The so-called civil society activists find it alluring to lead a cozy lifestyle by getting sumptuous funding from rich benefactors in Europe and North America. Once having got the money, they have no option but to keep the anti-technology pot boiling. So there is a well-orchestrated global conspiracy to deny scientific and technological developments from the West to Third World countries. The real paradox here is that the scientific and technological solutions are ready for implementation, but are not being allowed because of the activism. On the contrary, Indian farm activists and other NGOs are championing the cause of organic agriculture, natural agriculture and biodynamic farming. Their campaigning has been so successful that the state of Mizoram declared itself to be a 100 per cent organic agriculture state and within a short span of three years, customers are avoiding organic produce because they are three times more expensive. It remains to be seen how long Mizoram will remain 100 per cent organic.

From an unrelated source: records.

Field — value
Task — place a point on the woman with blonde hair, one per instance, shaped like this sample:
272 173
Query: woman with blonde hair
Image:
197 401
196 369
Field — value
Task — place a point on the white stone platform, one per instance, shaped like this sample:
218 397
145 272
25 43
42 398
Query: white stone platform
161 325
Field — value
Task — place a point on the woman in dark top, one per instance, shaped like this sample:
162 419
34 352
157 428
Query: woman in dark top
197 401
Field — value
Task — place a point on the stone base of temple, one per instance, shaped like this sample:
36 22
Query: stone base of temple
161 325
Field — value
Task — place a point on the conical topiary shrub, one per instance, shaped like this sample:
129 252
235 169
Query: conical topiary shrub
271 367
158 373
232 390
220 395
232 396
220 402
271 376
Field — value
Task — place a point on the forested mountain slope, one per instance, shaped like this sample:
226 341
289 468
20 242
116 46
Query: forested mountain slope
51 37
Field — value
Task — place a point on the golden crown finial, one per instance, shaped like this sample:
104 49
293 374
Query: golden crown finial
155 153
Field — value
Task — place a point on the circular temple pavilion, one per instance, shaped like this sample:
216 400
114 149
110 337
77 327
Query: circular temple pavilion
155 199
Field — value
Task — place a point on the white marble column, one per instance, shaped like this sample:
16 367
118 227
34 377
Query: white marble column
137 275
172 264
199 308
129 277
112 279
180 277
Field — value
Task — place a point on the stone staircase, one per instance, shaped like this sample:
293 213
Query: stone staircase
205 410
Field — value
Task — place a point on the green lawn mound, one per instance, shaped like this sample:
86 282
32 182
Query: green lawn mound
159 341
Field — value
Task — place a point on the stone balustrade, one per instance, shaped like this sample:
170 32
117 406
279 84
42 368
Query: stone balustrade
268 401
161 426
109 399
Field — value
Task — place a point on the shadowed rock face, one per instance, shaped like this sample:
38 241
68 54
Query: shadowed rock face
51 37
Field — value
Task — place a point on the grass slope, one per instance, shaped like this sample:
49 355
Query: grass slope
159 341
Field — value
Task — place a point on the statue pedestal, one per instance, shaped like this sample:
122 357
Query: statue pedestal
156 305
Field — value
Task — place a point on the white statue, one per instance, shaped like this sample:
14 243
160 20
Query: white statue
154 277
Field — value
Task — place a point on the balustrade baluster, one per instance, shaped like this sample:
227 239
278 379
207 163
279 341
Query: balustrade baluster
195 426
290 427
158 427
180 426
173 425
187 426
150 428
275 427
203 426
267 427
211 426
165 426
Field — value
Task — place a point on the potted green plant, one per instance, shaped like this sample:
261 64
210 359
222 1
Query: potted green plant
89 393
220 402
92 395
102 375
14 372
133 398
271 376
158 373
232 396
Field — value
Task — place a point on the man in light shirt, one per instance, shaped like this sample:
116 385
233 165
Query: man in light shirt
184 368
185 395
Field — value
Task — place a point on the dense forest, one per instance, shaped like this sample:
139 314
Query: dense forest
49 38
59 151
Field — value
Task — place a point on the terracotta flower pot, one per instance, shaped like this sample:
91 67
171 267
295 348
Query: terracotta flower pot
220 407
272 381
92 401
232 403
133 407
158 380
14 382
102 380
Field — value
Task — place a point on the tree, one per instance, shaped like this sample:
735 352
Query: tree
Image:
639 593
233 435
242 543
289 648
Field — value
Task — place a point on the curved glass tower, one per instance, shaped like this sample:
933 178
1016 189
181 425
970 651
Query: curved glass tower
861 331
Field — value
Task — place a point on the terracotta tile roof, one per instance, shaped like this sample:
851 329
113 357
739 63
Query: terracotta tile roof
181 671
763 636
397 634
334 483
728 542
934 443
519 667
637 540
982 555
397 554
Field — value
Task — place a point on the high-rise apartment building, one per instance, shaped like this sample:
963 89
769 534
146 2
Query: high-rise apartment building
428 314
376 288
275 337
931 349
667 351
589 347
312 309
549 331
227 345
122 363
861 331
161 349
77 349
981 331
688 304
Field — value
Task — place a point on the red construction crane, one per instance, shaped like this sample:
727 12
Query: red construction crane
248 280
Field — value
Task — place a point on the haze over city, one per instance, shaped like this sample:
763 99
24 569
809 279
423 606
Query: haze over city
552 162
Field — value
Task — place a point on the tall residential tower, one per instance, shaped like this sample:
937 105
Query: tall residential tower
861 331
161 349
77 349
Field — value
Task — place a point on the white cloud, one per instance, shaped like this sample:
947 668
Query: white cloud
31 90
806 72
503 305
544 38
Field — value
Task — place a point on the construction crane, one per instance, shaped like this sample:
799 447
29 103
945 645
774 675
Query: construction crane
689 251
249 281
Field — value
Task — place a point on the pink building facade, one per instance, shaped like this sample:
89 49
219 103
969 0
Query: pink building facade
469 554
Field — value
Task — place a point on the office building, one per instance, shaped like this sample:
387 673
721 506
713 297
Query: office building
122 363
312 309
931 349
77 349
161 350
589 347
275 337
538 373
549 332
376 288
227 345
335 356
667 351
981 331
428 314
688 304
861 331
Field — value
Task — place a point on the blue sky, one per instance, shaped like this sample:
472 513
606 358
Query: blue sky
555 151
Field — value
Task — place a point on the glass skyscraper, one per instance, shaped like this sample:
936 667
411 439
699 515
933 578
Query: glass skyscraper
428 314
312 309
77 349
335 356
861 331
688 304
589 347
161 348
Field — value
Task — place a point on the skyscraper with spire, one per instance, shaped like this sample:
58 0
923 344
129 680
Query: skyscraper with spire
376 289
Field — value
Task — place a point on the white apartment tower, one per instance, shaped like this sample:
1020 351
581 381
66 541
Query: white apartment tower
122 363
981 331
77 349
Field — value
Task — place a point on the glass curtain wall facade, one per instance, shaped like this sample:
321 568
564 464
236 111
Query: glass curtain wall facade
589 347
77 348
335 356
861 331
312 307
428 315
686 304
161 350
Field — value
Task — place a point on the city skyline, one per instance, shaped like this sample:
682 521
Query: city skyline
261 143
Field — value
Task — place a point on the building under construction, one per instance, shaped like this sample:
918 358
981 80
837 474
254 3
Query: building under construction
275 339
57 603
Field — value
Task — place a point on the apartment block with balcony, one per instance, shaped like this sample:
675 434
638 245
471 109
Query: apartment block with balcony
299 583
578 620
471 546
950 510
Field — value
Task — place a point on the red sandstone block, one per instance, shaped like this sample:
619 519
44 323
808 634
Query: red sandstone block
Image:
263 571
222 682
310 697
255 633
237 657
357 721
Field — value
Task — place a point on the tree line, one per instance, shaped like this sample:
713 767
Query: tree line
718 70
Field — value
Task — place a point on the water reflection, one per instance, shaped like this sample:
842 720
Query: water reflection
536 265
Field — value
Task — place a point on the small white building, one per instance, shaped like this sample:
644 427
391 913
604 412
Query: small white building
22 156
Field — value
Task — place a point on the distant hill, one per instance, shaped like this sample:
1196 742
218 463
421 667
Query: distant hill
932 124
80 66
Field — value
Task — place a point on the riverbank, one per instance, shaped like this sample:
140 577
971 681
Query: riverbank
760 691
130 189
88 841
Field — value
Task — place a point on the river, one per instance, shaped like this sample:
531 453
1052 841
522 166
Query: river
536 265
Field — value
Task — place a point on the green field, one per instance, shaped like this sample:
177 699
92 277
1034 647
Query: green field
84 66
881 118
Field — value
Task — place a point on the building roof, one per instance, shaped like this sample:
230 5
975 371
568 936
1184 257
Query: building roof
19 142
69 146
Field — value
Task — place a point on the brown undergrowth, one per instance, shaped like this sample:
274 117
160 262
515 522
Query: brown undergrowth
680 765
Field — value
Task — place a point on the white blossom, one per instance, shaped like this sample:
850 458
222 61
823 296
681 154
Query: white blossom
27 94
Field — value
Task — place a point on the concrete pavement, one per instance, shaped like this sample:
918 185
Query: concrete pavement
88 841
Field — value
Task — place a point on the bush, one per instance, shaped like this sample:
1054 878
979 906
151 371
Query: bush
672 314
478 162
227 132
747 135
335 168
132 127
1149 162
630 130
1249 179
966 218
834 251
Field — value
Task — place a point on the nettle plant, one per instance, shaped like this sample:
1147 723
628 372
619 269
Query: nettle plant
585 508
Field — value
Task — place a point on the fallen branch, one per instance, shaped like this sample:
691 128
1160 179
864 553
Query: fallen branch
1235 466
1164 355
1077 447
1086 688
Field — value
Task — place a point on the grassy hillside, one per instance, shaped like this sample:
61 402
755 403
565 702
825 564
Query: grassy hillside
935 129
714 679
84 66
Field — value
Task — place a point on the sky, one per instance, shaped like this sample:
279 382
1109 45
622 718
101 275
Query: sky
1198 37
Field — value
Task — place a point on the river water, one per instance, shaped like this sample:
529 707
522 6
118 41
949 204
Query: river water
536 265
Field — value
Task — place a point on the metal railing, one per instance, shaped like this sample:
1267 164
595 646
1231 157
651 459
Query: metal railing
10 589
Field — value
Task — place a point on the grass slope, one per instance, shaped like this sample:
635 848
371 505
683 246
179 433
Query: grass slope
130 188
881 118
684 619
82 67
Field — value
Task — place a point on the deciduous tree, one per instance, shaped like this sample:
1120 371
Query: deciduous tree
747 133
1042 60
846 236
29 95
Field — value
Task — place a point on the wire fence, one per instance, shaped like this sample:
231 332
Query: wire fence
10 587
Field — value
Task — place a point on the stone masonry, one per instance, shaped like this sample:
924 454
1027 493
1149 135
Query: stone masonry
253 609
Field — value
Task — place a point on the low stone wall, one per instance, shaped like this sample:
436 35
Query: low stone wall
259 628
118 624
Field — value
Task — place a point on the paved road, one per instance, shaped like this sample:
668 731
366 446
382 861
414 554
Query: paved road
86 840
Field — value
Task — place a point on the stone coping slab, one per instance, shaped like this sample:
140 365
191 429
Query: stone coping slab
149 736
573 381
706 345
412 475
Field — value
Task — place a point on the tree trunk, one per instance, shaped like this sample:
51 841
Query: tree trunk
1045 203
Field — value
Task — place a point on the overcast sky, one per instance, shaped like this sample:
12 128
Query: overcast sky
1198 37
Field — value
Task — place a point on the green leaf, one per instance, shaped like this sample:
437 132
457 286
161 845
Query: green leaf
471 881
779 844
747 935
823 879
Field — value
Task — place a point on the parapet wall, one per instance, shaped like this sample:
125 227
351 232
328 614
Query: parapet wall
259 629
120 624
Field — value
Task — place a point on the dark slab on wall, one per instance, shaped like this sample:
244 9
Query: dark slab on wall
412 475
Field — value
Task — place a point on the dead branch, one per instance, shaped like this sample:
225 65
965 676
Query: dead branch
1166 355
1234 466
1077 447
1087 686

Another state that has totally banned GMOs is Kerala. India is an agrarian economy in which almost 60 per cent of the population depends on agriculture that is neither productive nor remunerative. Without increasing productivity by using the latest technologies, there will be no hope for India to become a powerful economy. Indian agriculture is a huge drag on India’s progress. Everything can wait, but not agriculture was what the first prime minister of India Jawaharlal Nehru was heard saying. The conundrum here is that when agricultural scientists are struggling to promote modern science and technology, there is a bunch of highly organised and coordinated activists campaigning with farmers for them to go back to old-style agriculture and avoid all things modern. Many technophobic and anti-western, and swadeshi type of politicians succumb to this kind of anti-technology campaign and support them wherever they can. Once there is political support, then the game is over in favour of those who are anti-technology. This clash between scientists and activist philosophies seems never to come to a resolution and in the meantime, governments are completely happy with not taking any decision. They are damned if they did and are damned for not taking any decision.
The unsubstantiated belief among the opponents of technology is that modern science and technology are uniquely life-threatening. Then how is it that humankind has achieved so much of life longevity and prosperity just in the past century? Everyone must realise that human life without science and technology is impossible and scientific progress cannot be stopped, and progressive science and technologies will prevail in the end, no matter how long it takes. In the meanwhile, many deserving populations will have to pay the price of not having the benefits of modern science and technology.